Department of Agriculture, Land Reform and Rural Development
Parliament has been briefed on the Upgrading of Land Tenure Rights Amendment Bill.
The bill, designed to provide for the application for conversion of land tenure rights to ownership, was tabled in parliament in May 2020.
The bill’s explanatory summary was published in February 2020.
The bill aims to amend the Upgrading of Land Tenure Rights Act, 1991, so as to:
• provide for the application for conversion of land tenure rights to ownership;
• provide for the notice of informing interested persons of an application to convert land tenure rights into ownership;
• provide for an opportunity for interested persons to object to conversion of land tenure rights into ownership;
• provide for the institution of inquiries to assist in the determination of land tenure rights;
• provide for application to court by an aggrieved person for appropriate relief;
• provide for the recognition of conversions that took effect in good faith in the past; and
• provide for matters connected therewith.

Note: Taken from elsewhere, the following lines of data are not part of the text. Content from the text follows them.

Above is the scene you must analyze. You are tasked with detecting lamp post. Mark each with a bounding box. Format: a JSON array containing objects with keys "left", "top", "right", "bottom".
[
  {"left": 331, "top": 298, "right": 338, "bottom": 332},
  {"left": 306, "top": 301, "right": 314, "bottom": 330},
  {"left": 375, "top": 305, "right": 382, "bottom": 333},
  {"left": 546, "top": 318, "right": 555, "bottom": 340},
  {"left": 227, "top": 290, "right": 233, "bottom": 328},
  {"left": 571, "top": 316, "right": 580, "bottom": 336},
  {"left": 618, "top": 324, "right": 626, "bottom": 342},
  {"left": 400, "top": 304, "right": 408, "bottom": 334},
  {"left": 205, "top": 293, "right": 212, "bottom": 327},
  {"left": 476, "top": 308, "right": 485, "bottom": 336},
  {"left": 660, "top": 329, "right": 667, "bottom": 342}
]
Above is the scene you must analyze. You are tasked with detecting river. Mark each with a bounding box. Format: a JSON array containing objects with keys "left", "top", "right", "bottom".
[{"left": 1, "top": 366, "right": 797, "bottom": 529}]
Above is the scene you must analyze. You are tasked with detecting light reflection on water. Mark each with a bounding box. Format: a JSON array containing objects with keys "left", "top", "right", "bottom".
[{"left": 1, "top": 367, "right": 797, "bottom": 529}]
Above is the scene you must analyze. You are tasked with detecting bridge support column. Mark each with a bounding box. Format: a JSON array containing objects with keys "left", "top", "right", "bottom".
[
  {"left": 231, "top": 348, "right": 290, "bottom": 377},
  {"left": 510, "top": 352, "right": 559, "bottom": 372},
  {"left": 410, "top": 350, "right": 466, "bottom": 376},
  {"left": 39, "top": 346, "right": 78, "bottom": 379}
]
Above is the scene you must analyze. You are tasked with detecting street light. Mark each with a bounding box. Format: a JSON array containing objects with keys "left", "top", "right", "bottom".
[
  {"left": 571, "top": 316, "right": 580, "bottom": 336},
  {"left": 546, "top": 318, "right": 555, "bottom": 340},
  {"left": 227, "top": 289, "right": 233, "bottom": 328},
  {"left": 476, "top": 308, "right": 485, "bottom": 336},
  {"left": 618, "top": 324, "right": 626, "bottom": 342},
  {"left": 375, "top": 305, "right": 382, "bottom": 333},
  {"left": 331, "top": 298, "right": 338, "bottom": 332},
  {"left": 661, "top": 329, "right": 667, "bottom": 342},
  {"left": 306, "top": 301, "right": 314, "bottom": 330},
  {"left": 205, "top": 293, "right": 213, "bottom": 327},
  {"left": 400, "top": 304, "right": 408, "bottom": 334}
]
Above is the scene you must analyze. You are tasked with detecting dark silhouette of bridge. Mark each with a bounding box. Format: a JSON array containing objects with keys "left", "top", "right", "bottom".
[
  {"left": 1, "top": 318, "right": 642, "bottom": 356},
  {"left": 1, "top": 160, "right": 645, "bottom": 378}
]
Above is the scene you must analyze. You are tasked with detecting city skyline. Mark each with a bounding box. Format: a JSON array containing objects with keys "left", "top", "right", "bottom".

Last year, parliament called on the agriculture, land reform and rural development department to initiate work on the bill.
The Constitutional Court ruled on 30 October 2018 that section 2(1) of the 1991 Upgrading of Land Tenure Rights Act is constitutionally invalid as it discriminates against women.
The section deals with the conversion of land tenure rights into ownership.
The act provides for the upgrading and conversion into ownership of certain rights granted in respect of land.
In the briefing to the portfolio committee on agriculture, land reform and rural development, the agriculture, land reform and rural development department confirmed that the proposed amendments only deal with matters raised by the Constitutional Court in the Rahube and Senqu cases.
The department added that there are other sections of the act that, if challenged on the same basis as sections 2 and 25A, will certainly be declared unconstitutional.
“A decision was made based on the advice of the Office of Chief State Law Adviser that the Bill must be a narrow one only addressing the sections that have already been challenged. The decision was made taking into account the tight time frame given of 18 months within which (to) amend the Act.”
The department pointed out that it is currently reviewing all tenure laws including urban and rural tenure systems and the act is also the subject of the comprehensive review process.
Meanwhile, in a statement, the committee acknowledged the Constitutional Court ruling to have the bill finalised by April 2021 and, therefore, committed to proceed with public consultation on the bill.